Statewide Labor Market Improves Year-Over-Year
CHAPEL HILL, NC (April 21, 2015) – In March, employers in North Carolina cut 2,600 more jobs than they added, with net reductions occurring in the private and public sectors. Over the year, however, North Carolina gained 113,700 more jobs than it lost, due entirely to gains in the private sector. Although the statewide unemployment rate rose to 5.4 percent in March, the rate still was a full percentage point lower than had been the case a year earlier.
These findings come from new data released today by the Labor and Economic Analysis Division of the NC Department of Commerce.
“The first quarter of 2015 proved to be a relatively uneventful one for job growth in North Carolina,” said John Quinterno, a principal with South by North Strategies, Ltd., a research firm specializing in economic and social policy. “So far this year, the state has gained 16,500 more payroll jobs than it has lost. For comparison, the corresponding number in 2014 was a gain of 13,000 jobs. Yet even with the gains, however, North Carolina has just 51,600 more jobs, or 1.2 percent more jobs, than it did over seven years earlier.”
Between February 2015 and March 2015, North Carolina employers cut 2,600 more jobs than they added (-0.1 percent). Private-sector payrolls lost, on net, 1,500 positions (-0.1 percent), and public-sector payrolls lost, on net, 1,100 jobs (-0.2 percent). Within private industry, the construction sector shed the most jobs (-2,400, -1.3 percent), while the professional and business services sector netted the most jobs (+2,700, +0.5 percent, with 55.6 percent of the gain occurring in the administrative and waste management services subsector).

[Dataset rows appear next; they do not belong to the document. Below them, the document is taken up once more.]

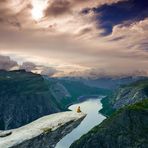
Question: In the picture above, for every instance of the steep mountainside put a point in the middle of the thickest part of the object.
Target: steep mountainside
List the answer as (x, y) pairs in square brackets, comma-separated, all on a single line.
[(125, 95), (44, 132), (24, 97), (127, 128), (78, 89)]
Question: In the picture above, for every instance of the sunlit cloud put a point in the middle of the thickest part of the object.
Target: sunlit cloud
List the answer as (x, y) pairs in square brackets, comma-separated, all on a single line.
[(75, 36)]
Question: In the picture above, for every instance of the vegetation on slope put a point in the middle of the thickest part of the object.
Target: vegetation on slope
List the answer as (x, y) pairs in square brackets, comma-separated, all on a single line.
[(125, 128)]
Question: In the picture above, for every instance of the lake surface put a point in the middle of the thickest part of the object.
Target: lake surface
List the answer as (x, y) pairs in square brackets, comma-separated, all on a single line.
[(93, 118)]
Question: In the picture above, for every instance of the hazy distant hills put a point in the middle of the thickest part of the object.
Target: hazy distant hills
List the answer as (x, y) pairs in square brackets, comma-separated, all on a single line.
[(104, 82), (127, 126), (25, 96)]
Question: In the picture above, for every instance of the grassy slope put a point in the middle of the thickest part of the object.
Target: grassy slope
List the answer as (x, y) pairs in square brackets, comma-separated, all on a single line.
[(107, 102), (140, 107)]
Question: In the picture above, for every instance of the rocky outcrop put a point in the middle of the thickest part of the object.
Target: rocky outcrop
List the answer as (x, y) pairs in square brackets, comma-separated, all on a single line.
[(130, 94), (24, 97), (44, 132), (127, 128)]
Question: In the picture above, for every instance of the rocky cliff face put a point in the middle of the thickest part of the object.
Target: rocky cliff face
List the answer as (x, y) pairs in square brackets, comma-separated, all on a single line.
[(42, 133), (127, 128), (24, 97), (125, 95), (130, 94)]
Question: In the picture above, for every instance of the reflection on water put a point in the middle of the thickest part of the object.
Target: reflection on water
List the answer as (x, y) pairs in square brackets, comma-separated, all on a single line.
[(93, 118)]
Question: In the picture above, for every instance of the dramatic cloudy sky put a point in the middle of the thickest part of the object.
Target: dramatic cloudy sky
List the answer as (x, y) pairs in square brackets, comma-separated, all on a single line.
[(69, 37)]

Overall, payroll levels fell in six major private industrial sectors, rose in three, and were unchanged in one.
A revision to the February payroll data found that the state gained more jobs than first reported (+17,500 jobs versus an original estimate of +16,800 jobs). With that revision, North Carolina now has, on net, 51,600 more payroll positions (+1.2 percent) than it did in December 2007. Since bottoming out in February 2010, the state’s labor market has netted an average of 6,200 payroll jobs per month, resulting in a cumulative gain of 378,400 positions (+9.9 percent).
Over the year, North Carolina employers added 113,700 more jobs than they cut (+2.8 percent). Private-sector payrolls gained, on net, 117,300 positions (+3.5 percent), while public-sector payrolls lost, on net, 3,600 jobs (-0.5 percent). Within private industry, virtually every major industrial sector netted payroll jobs, with the professional and business services sector gaining the most positions (+32,900, +5.9 percent, with 64 percent of the gain occurring in the administrative and waste management services subsector).
“The steady payroll growth experienced over the past year remains insufficient to close the job gap that exists in North Carolina,” noted Quinterno. “The fact that North Carolina now has slightly more jobs than it did when the recession started should not be taken to mean that the state’s labor market has recovered fully.”
According to the monthly household data, the statewide unemployment rate rose in March to 5.4 percent, which remains close to the lowest rate logged since early 2008. Last month’s rise in the unemployment rate was attributable in large part to an increase in the size of the labor force (+31,938 persons, +0.7 percent). Over the month, the number of employed North Carolinians increased by 26,012 persons (+0.6 percent), and the number of unemployed persons rose by 5,926 individuals (+2.4 percent).
Over the past year, the statewide unemployment rate fell by a full percentage point, dropping to 5.4 percent from 6.4 percent, with the number of unemployed North Carolinians decreasing by 44,460 persons (-14.9 percent). During that same period, the number of employed persons rose by 118,628 individuals (+2.7 percent), while the size of the labor force increased by 74,168 persons (+1.6 percent). This suggests that the labor market managed to accommodate new members of the labor force and move unemployed persons into jobs.
Other improvements recorded over the course of the year include a rise in the share of working-age North Carolinians participating in the labor market (to 60.7 percent from 60.5 percent) and the share of working-age North Carolinians who are employed (to 57.5 percent from 56.6 percent). Nevertheless, both of these measures remain near the lowest monthly rates recorded at any time since January 1976.
Between March 2014 and March 2015, the number of claimants of regular state-funded insurance fell by 36.7 percent, dropping to 33,359 from 52,666. Also in March 2015, the state paid a (nominal) total of $29.5 million in regular state-funded unemployment insurance compensation, an amount 40.3 percent lower than the (nominal) total of $49.4 million paid in March 2014.
“North Carolina’s labor market recorded a number of positive improvements over the past year, but those gains must not be taken as signs that the labor market has mended itself,” said Quinterno. “Over five years into a recovery, North Carolina still faces a sizable jobs gap largely because the labor market simply is not generating enough jobs, fast enough to accommodate all those who want and need work.”